Stafford’s own recollection of the incident was committed to print in a brilliant profile by journalist Paul Kimmage.

“They were the better team second time around and made a great start with two good goals. But I got one back after 20 minutes and we went in at half-time just a couple of points down and were starting to get back on terms when it all went sour in the second half.

“I had a chance... a great chance. I was through on the Roscommon goal. Sackie Glynn was a big long lingle of a goalie but I knew that with a low shot - a grasscutter - I’d beat him. I was sure to score.

“Well there I was with the goal at my mercy when Owensie Hoare - the Lord have mercy on him - took me down with one of the finest kicks ever a man got in the ankle. And the referee ran over and immediately gave the free but the free wasn’t enough. Because I was sore. So sore.

“And I pulled myself off the ground with the ball still under my arm and looked at Owensie Hoare. He was a wee man with curly black hair. ‘Ye black f**ker ye,’ I said, ‘I’ll kill ye’. And I drew on him with my left hand and turned him upside down.”

Hoare, for the record, was a brilliant player who won an All-Ireland junior football medal in 1940 and senior Celtic crosses in 1943 (at left half-back) and ’44 (in goals), a remarkable achievement.

In the latter season, Roscommon again beat Cavan, this time by 5-8 to 1-3, in the All-Ireland semi-final. In his match report, The Anglo-Celt’s correspondent spoke of his puzzlement at how “the traditions of 60 years on the football field should suddenly go wrong”.

“Out of evil,” he noted, showing a gift for the dramatic, “cometh good... Cavan will rise again.”

And so they did, finally winning a third All-Ireland in 1947, defeating Roscommon in the semi-final, with the prize of a trip to New York for the final at stake. One of the heartwarming tales from that game was that of Phil ‘The Gunner’ Brady and Eamon Boland.

The battle was again feisty and, it is said, with time almost up, the referee, Dowling from Kildare, called both men together and was intent on dismissing them. Brady often relayed the tale of how Boland intervened.

“Don’t send him off,” he asked, “I’ll go but don’t put Brady off. He’ll not get to New York.”

In the end, both men stayed on and the Gunner crossed the Atlantic and came home a champion after all.

They have met in several games of significance since. In 1962, Roscommon hit Galway for 1-1 late on to claim the Nestor Cup while Cavan stunned two-time defending Ulster and All-Ireland champions Down.

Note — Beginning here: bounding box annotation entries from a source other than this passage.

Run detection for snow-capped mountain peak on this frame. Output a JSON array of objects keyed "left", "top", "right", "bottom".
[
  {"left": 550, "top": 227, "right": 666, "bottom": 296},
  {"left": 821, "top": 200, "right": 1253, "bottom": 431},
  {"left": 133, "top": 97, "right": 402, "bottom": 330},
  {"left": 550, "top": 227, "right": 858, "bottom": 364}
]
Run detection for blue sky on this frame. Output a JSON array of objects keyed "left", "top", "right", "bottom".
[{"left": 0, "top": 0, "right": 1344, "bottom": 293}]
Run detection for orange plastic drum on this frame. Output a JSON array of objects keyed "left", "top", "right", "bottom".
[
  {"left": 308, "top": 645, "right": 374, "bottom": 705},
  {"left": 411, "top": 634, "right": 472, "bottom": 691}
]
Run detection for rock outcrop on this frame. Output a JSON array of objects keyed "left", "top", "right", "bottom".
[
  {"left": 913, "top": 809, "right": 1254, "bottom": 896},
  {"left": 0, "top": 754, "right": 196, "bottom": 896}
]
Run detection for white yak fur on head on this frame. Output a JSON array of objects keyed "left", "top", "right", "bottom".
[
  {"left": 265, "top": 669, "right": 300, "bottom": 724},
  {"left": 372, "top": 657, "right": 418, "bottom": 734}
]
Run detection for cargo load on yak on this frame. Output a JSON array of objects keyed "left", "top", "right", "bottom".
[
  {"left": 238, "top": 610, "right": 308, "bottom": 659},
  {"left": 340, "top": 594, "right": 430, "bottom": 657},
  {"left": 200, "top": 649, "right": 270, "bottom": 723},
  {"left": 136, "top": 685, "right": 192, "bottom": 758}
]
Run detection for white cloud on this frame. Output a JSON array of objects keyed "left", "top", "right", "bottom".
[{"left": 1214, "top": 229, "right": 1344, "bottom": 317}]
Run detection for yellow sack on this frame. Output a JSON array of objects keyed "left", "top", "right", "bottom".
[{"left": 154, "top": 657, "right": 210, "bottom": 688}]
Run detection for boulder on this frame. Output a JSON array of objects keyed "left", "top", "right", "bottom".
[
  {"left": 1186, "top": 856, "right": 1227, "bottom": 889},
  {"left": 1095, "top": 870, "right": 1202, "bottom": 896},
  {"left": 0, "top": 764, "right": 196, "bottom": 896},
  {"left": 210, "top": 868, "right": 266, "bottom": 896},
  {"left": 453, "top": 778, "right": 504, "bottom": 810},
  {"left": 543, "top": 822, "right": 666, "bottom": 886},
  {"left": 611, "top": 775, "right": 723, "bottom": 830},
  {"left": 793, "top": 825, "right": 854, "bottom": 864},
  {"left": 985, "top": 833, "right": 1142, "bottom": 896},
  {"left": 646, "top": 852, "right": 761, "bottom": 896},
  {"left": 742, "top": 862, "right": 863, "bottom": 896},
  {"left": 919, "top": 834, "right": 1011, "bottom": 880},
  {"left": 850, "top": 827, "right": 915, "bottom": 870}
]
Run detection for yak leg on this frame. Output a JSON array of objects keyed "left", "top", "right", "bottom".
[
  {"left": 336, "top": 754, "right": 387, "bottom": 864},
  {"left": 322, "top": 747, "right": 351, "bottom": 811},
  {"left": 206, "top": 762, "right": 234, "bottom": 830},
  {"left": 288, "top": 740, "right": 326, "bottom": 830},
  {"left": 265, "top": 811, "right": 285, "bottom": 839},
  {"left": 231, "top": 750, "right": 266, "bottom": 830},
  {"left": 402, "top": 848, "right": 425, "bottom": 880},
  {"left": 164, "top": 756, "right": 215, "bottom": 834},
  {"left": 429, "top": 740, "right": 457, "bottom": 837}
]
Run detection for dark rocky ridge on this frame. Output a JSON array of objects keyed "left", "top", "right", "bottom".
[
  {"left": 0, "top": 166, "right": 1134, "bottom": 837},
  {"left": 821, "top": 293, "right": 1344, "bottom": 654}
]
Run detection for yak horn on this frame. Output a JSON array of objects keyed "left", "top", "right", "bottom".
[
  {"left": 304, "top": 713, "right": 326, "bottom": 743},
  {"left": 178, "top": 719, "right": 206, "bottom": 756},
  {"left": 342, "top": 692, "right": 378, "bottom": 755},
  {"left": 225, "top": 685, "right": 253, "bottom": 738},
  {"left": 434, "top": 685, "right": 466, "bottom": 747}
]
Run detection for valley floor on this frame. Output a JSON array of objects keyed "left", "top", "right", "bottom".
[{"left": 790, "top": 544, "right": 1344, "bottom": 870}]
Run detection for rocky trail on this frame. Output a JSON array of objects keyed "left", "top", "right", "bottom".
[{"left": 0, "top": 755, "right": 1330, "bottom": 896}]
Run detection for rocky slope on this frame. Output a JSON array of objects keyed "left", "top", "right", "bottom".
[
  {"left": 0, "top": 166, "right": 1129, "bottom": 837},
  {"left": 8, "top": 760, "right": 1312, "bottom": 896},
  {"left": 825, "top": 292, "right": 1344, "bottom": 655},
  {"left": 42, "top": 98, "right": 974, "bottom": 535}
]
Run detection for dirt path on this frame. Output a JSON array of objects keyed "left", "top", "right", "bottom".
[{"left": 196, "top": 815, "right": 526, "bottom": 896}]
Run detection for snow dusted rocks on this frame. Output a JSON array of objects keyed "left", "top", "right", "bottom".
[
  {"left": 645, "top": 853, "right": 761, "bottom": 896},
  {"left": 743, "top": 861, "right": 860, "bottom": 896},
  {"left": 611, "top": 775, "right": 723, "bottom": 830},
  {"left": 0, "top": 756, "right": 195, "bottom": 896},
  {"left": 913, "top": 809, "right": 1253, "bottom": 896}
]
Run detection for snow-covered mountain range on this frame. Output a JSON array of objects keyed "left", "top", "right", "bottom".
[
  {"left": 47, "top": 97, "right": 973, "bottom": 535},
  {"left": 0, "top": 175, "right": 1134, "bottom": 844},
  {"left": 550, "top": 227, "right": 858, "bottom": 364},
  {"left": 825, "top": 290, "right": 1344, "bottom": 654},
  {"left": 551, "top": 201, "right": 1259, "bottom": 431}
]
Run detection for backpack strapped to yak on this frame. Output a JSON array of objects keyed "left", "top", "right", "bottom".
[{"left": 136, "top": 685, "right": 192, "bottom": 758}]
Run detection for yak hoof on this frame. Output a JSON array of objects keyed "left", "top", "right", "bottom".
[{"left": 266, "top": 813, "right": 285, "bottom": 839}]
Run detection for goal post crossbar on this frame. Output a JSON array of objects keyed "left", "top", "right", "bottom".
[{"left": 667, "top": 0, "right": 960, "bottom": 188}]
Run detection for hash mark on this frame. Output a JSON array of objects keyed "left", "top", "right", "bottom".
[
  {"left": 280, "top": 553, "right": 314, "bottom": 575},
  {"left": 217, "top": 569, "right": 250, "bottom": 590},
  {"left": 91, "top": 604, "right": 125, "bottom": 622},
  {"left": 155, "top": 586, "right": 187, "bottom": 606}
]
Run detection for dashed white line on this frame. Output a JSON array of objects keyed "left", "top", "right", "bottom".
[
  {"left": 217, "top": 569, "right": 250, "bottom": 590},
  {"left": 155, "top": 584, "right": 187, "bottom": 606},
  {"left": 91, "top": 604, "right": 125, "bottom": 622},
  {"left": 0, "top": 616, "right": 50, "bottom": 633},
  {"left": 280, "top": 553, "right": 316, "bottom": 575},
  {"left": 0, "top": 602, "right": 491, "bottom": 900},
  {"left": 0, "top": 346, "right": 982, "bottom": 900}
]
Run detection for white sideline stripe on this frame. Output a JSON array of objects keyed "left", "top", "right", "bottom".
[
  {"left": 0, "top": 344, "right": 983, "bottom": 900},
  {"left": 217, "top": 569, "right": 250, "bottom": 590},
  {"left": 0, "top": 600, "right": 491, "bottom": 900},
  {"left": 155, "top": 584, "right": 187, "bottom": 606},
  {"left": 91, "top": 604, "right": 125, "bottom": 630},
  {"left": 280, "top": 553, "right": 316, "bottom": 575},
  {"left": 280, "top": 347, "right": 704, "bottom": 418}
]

Cavan were fancied to win the subsequent All-Ireland semi-final but played poorly on the big day.

“What happened against Roscommon was that we were totally inexperienced,” Ray Carolan, then a 19-year-old lining out at midfield, recalled.

“There’s a big hype from winning an Ulster championship and going into an All Ireland semi-final.”

This year, for whatever reason but primarily, it seems, because of the ill-judged new championship structure, that hype has been dampened everywhere and the crowds are not turning out. There are too many games of too little consequence but in terms of advancement in the All-Ireland, this is both sides’ biggest match of the campaign to date.

Cavan and Roscommon may be in different provinces and do not share a border but they boast a lot in common. At their closest point, between Arigna and Dowra or thereabouts, they are approximately 15 miles apart, although in driving terms, Lough Allen would extend the journey somewhat.

Both counties are deeply rural and are steeped in the tradition of Gaelic football, with their heydays having chimed before and after ‘the Emergency’. Both yearn for a return to the glory days but it’s a slow and, at times, agonising process.

A win for either on Saturday (throw-in 5pm, Longford) would propel them into the last 12 in the country and have the long-suffering fans dreaming again.